Our findings affirm those of other researchers working with diverse segments of the American Muslim community. Researchers working with Somali immigrants, South Asians, and Arab Americans found these groups to have a holistic conception of health that incorporated social, physical, and spiritual domains. Therefore, in this population, illness might be interpreted as related to spiritual dissonance, and religious practices can be viewed as ameliorating illness and promoting health (DeShaw, 2006; Jan & Smith, 1998; Morioka-Douglas et al., 2004; Pavlish et al., 2010; Shah et al., 2008; Tirodkar et al., 2010; Ypinazar & Margolis, 2006). This resonance of health beliefs across multiple segments within the American Muslim population, and from the diverse groups within our sample, substantiates a need to better understand the linkages between religious beliefs and practices and health care expectations. Furthermore, it illustrates the potential of culturally tailored interventions being portable to different segments of the American Muslim community.

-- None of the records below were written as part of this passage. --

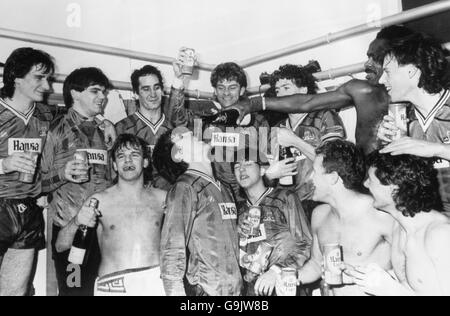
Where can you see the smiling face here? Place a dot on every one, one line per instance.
(34, 85)
(91, 101)
(400, 81)
(150, 92)
(248, 173)
(287, 87)
(228, 92)
(130, 163)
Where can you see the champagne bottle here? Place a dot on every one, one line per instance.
(82, 240)
(227, 118)
(286, 153)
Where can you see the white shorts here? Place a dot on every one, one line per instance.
(134, 282)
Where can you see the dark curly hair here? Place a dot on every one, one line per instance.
(163, 162)
(229, 71)
(427, 54)
(416, 178)
(300, 76)
(81, 79)
(135, 142)
(20, 63)
(147, 70)
(347, 160)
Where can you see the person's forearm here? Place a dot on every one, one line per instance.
(173, 287)
(310, 273)
(306, 103)
(307, 150)
(52, 179)
(66, 236)
(291, 104)
(1, 167)
(443, 151)
(177, 113)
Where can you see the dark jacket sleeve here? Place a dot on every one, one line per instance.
(180, 205)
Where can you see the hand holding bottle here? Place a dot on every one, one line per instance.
(87, 216)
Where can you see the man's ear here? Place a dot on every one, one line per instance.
(18, 81)
(334, 178)
(75, 94)
(413, 71)
(263, 171)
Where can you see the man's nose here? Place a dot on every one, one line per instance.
(383, 79)
(46, 85)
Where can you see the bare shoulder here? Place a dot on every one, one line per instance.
(106, 195)
(360, 87)
(319, 215)
(156, 195)
(438, 234)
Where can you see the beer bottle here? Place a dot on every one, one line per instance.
(226, 118)
(286, 153)
(325, 289)
(82, 240)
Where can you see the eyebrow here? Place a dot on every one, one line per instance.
(149, 86)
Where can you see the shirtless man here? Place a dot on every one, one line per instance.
(406, 187)
(369, 98)
(349, 218)
(129, 229)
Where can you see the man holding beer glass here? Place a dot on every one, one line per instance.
(75, 165)
(347, 228)
(415, 70)
(274, 232)
(22, 135)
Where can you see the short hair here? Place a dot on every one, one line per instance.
(229, 71)
(250, 153)
(162, 159)
(425, 53)
(82, 78)
(147, 70)
(20, 63)
(416, 178)
(299, 75)
(133, 142)
(347, 160)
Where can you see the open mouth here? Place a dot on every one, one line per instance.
(243, 178)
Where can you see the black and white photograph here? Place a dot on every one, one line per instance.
(235, 149)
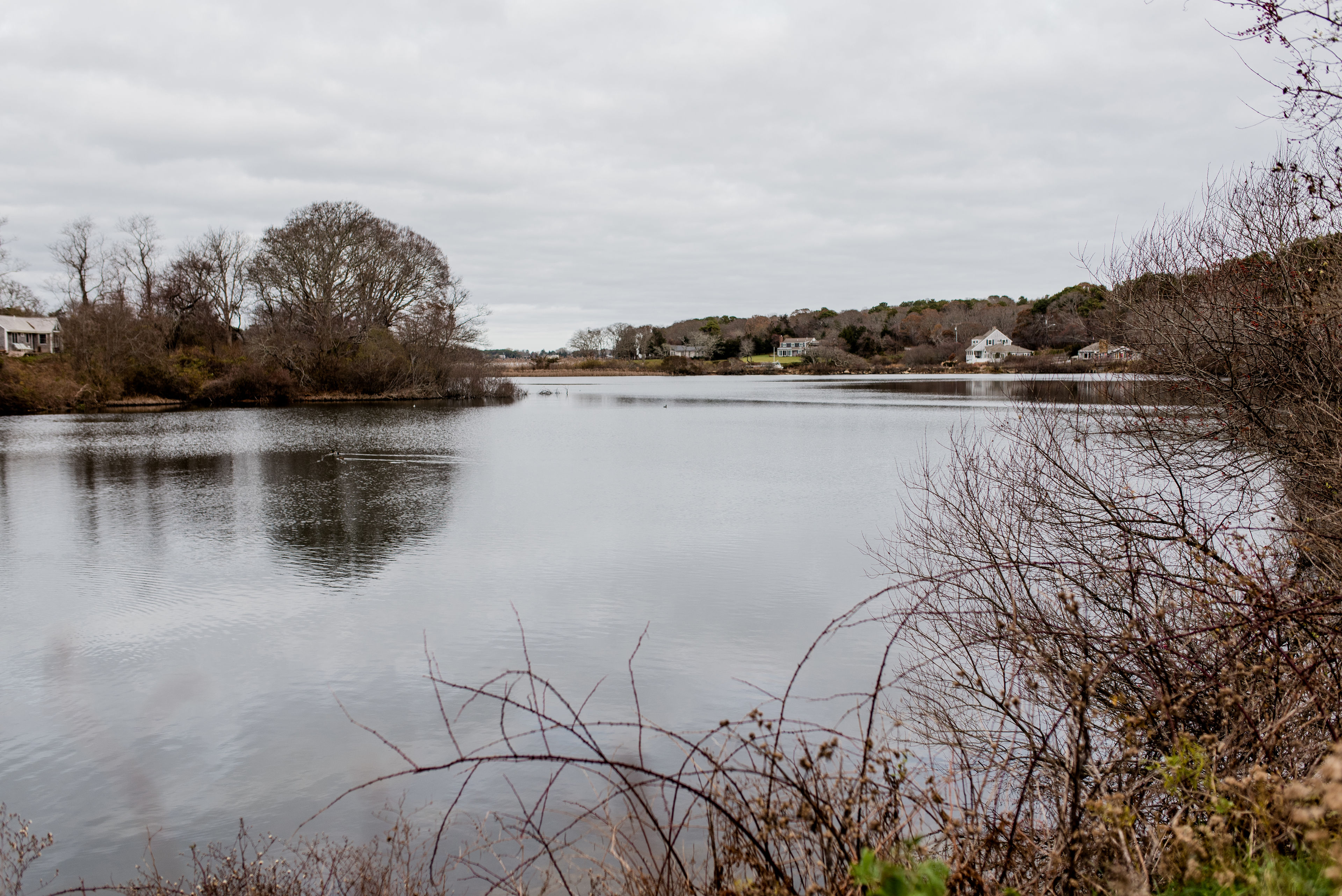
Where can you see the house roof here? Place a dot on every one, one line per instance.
(29, 325)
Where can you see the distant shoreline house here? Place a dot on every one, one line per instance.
(992, 347)
(30, 336)
(795, 347)
(1102, 351)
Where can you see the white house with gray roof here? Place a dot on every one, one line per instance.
(994, 347)
(30, 336)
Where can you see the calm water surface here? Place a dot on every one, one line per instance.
(188, 596)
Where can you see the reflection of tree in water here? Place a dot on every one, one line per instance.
(348, 520)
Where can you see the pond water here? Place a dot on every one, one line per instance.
(191, 597)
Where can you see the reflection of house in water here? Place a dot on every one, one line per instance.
(992, 347)
(349, 518)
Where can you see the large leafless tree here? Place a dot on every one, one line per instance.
(80, 255)
(335, 272)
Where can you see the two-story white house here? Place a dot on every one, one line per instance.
(23, 336)
(994, 347)
(795, 347)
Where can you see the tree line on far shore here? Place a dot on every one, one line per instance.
(914, 333)
(333, 301)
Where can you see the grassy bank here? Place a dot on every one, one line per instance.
(59, 383)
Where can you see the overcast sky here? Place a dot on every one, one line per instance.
(587, 161)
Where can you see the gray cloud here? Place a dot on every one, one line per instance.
(587, 160)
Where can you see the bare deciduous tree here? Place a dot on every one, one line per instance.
(137, 258)
(229, 255)
(80, 255)
(588, 342)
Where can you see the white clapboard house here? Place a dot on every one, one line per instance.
(994, 347)
(795, 347)
(25, 336)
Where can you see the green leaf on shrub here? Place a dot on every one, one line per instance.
(889, 879)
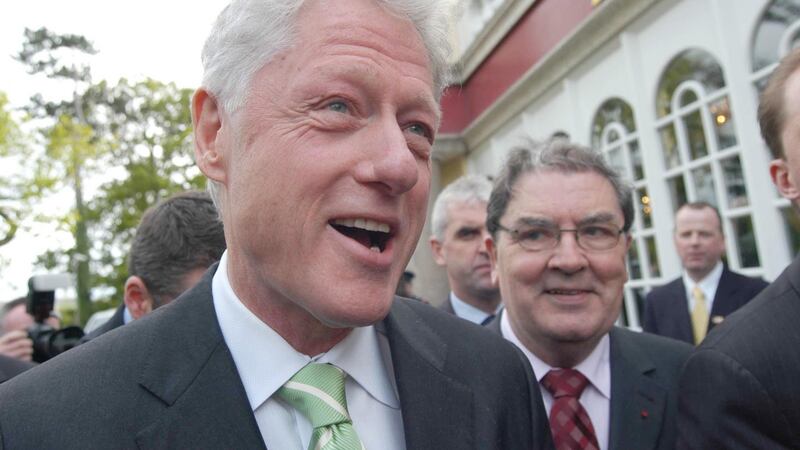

The respondents also commented on several challenges for and unmet expectations from the human agents in healing. Echoing findings from other researchers, imams fulfill important psychological counseling roles within the community, and are at times used in lieu of trained mental health professionals (Abu-Ras et al., 2008; Ali, Milstein, & Marzuk, 2005). However, most imams currently have limited education in formal counseling, and it is unclear if they appropriately recognize when to refer to trained professionals, or have established connections with such resources. Therefore, collaborations between imams and mental health providers are important to establish so as to facilitate cultural understanding on the part of health care providers and impart counseling skills to imams.

Moreover, the participants expressed the desire to have greater imam representation within hospitals to meet Muslim patients' spiritual needs, and as resources for cultural competence training. Reasons for the sparse presence of imams in hospitals are multiple; imams might not have the time to devote to hospital activities and might be uncomfortable taking on a chaplaincy role because of their limited medical knowledge (Abu-Ras & Laird, 2010; Dudhwala, n.d.). From the health care system perspective, aside from a potential lack of fiscal resources, hospitals might not see a need for imams to be on staff because employed chaplains are expected to minister to patients from various religious backgrounds. Yet, pastoral care and chaplaincy training programs rarely include education on Islam, and it is uncertain if non-Muslim chaplains are morally comfortable counseling about a different religion (Abu-Ras & Laird; Hamza, 2007). Furthermore, it is unclear how well multifaith chaplains meet the spiritual needs of patients with religious backgrounds different than their own. Thus, non-Muslim hospital chaplains might not adequately fulfill the needs of Muslim patients, and because there are only a few Islamic chaplaincy programs in the United States, imams from the community can be an important resource to utilize within hospitals to meet patient needs (Dudhwala, 2008).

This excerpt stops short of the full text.